7. Beschleunigung des Übergangs zu einer sauberen und giftfreien Kreislaufwirtschaft. Statt wie heute Ressourcen abzubauen, zu nutzen und wegzuwerfen, müssen wir in Zukunft kostbare Ressourcen wiederverwenden, um die Umwelt und das Klima zu entlasten, die Abhängigkeit von Importen zu verringern, Kosten für Abbau und Transport zu sparen und die Verschmutzung des Planeten durch Plastikabfälle zu stoppen. Die EU muss schadstofffreie Materialkreisläufe ermöglichen. Giftstoffe raus – dann recyceln! Die Kommission muss Kriterien für sichere und nachhaltige Chemikalien, Materialien und Produkte entwickeln, einschließlich Effizienzstandards (z.B. für Energieverbrauch und Abfall) für die Herstellung und Verarbeitung chemischer Produkte als Teil des Prinzips “sicher und nachhaltig im Design”, und ein Ziel zur Verringerung des Ressourcenverbrauchs festlegen. Ökonomische Instrumente sollten eingesetzt werden, um Anreize für ressourceneffiziente und kreislauffähige Produkte und Geschäftsmodelle zu schaffen. Die EU-Chemikalienpolitik muss der Abfallvermeidung Vorrang vor dem Recycling einräumen. Die EU-Gesetze müssen sicherstellen, dass für Produkte, die aus recycelten Materialien hergestellt werden, die gleichen chemischen Sicherheitsstandards gelten wie für Produkte aus Neumaterialien. Eine Schlüsselindustrie, die den Übergang Europas zur Nachhaltigkeit sicherstellen muss, sind Batterien. Wir brauchen Nachhaltigkeitskriterien für die Herstellung und (Wieder-)Verwendung von Batterien sowie eine vollständige Recycling-Verpflichtung für alle Batterien auf dem Markt.

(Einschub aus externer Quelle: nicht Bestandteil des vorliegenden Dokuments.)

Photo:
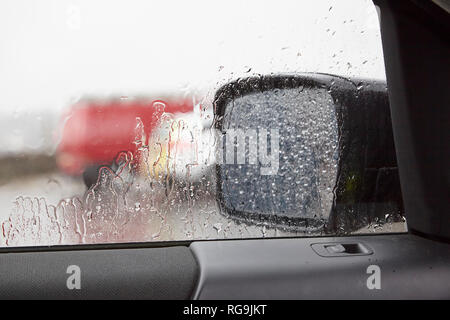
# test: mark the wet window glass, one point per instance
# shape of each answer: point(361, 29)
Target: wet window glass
point(138, 121)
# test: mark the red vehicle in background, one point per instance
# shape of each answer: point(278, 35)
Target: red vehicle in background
point(96, 131)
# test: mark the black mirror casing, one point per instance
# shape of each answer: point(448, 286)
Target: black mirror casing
point(367, 188)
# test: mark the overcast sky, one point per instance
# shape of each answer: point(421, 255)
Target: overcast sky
point(54, 51)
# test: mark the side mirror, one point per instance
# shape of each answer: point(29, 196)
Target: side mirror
point(309, 152)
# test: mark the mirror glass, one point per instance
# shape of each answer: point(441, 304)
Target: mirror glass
point(278, 156)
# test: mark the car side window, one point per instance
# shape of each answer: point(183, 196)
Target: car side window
point(142, 121)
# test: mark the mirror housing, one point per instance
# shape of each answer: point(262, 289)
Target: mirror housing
point(348, 159)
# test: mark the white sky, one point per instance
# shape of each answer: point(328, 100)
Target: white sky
point(54, 51)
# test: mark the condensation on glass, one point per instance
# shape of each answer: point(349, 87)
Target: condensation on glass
point(107, 125)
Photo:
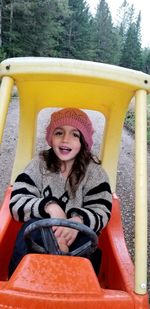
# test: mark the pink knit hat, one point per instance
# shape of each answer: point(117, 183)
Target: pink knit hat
point(73, 117)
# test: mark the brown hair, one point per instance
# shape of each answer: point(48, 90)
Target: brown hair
point(79, 167)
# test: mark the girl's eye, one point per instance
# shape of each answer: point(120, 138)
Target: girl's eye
point(58, 133)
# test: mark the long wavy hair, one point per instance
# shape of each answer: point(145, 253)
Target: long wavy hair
point(78, 170)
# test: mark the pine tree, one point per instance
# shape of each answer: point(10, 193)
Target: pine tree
point(105, 36)
point(76, 41)
point(132, 52)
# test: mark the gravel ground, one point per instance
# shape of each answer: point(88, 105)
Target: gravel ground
point(125, 177)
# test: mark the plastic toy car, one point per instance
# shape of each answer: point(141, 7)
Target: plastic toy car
point(57, 281)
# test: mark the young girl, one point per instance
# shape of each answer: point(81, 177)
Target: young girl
point(63, 182)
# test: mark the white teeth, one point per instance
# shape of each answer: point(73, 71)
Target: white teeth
point(65, 148)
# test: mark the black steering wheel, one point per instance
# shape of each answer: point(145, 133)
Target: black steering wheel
point(50, 244)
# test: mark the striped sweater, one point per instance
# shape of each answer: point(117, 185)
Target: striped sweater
point(35, 187)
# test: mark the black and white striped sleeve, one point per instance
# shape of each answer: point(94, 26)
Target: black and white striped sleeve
point(97, 200)
point(26, 202)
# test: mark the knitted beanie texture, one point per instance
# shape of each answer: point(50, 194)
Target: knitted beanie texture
point(72, 117)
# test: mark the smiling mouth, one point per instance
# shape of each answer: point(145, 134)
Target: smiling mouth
point(65, 149)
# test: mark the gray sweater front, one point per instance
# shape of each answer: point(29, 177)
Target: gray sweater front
point(36, 186)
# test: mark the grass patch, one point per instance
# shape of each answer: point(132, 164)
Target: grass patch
point(130, 120)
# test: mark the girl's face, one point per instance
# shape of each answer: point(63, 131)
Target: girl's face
point(66, 143)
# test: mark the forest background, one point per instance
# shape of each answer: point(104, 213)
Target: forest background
point(67, 29)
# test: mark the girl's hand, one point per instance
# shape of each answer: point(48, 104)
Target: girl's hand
point(65, 233)
point(55, 211)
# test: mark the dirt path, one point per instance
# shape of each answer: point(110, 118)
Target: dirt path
point(125, 182)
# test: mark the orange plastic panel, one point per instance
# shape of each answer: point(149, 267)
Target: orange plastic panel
point(46, 281)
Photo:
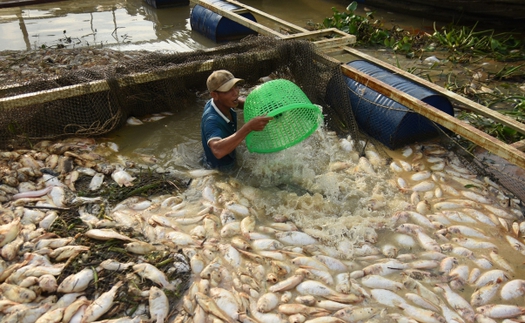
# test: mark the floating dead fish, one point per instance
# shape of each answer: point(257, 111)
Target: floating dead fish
point(106, 234)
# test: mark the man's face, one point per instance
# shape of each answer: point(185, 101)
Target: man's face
point(228, 99)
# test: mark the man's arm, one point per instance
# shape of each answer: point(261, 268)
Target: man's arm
point(222, 147)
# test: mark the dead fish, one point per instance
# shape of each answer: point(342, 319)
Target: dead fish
point(122, 178)
point(139, 247)
point(77, 282)
point(209, 306)
point(106, 234)
point(111, 264)
point(9, 231)
point(17, 294)
point(158, 305)
point(501, 311)
point(296, 238)
point(152, 273)
point(312, 287)
point(132, 121)
point(101, 305)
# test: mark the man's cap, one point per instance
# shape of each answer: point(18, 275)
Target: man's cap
point(221, 81)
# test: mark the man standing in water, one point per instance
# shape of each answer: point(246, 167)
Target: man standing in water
point(219, 121)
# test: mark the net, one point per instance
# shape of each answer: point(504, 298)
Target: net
point(294, 116)
point(85, 100)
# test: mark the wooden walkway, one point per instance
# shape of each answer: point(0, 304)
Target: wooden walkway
point(333, 42)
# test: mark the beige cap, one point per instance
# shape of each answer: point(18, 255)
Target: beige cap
point(221, 81)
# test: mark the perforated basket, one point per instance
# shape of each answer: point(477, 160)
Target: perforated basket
point(294, 116)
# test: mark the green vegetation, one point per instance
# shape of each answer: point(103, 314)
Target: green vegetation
point(460, 42)
point(460, 45)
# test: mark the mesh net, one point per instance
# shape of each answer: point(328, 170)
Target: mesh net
point(94, 100)
point(294, 116)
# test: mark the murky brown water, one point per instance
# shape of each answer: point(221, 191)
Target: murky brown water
point(133, 24)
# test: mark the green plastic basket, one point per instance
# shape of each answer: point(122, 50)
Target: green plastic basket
point(294, 116)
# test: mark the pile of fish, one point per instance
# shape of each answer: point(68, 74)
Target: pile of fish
point(452, 251)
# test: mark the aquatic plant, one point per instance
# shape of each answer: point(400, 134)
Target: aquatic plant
point(461, 42)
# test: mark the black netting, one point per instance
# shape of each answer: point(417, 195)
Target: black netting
point(95, 100)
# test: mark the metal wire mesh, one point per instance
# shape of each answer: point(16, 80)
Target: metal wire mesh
point(96, 100)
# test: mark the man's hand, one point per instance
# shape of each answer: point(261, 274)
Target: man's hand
point(258, 123)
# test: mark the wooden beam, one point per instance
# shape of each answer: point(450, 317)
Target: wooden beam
point(240, 19)
point(459, 127)
point(472, 106)
point(268, 16)
point(337, 37)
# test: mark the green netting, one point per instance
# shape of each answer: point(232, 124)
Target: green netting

8. Gewährleistung von Transparenz und Verbrauchern ermöglichen, sichere und kluge Entscheidungen zu treffen. Wir können der Markteinführung von giftfreien und ressourcenarmen Chemikalien, die unter fairen Bedingungen hergestellt werden, durch mehr Transparenz helfen. Wir benötigen ein benutzerfreundliches öffentliches Informationssystems über gefährliche Stoffe in Materialien und Produkten, z.B. über eine mobile Anwendung, auf der Grundlage vorhandener Informationen, wie der SCIP-Datenbank. Die Datenbank sollte auch Informationen über die Recyclingfähigkeit sowie über recycelte Materialien, den Energiebedarf bei der Produktion und die Einhaltung von Arbeitsschutzregeln enthalten. Antragsteller*innen müssen Studien, die für regulatorische Zwecke verwendet werden sollen, bei der Beauftragung der Studien registrieren lassen. Die ECHA sollte die vollständigen toxikologischen und ökotoxikologischen Studien, die von Antragstellern eingereicht werden, öffentlich zugänglich machen.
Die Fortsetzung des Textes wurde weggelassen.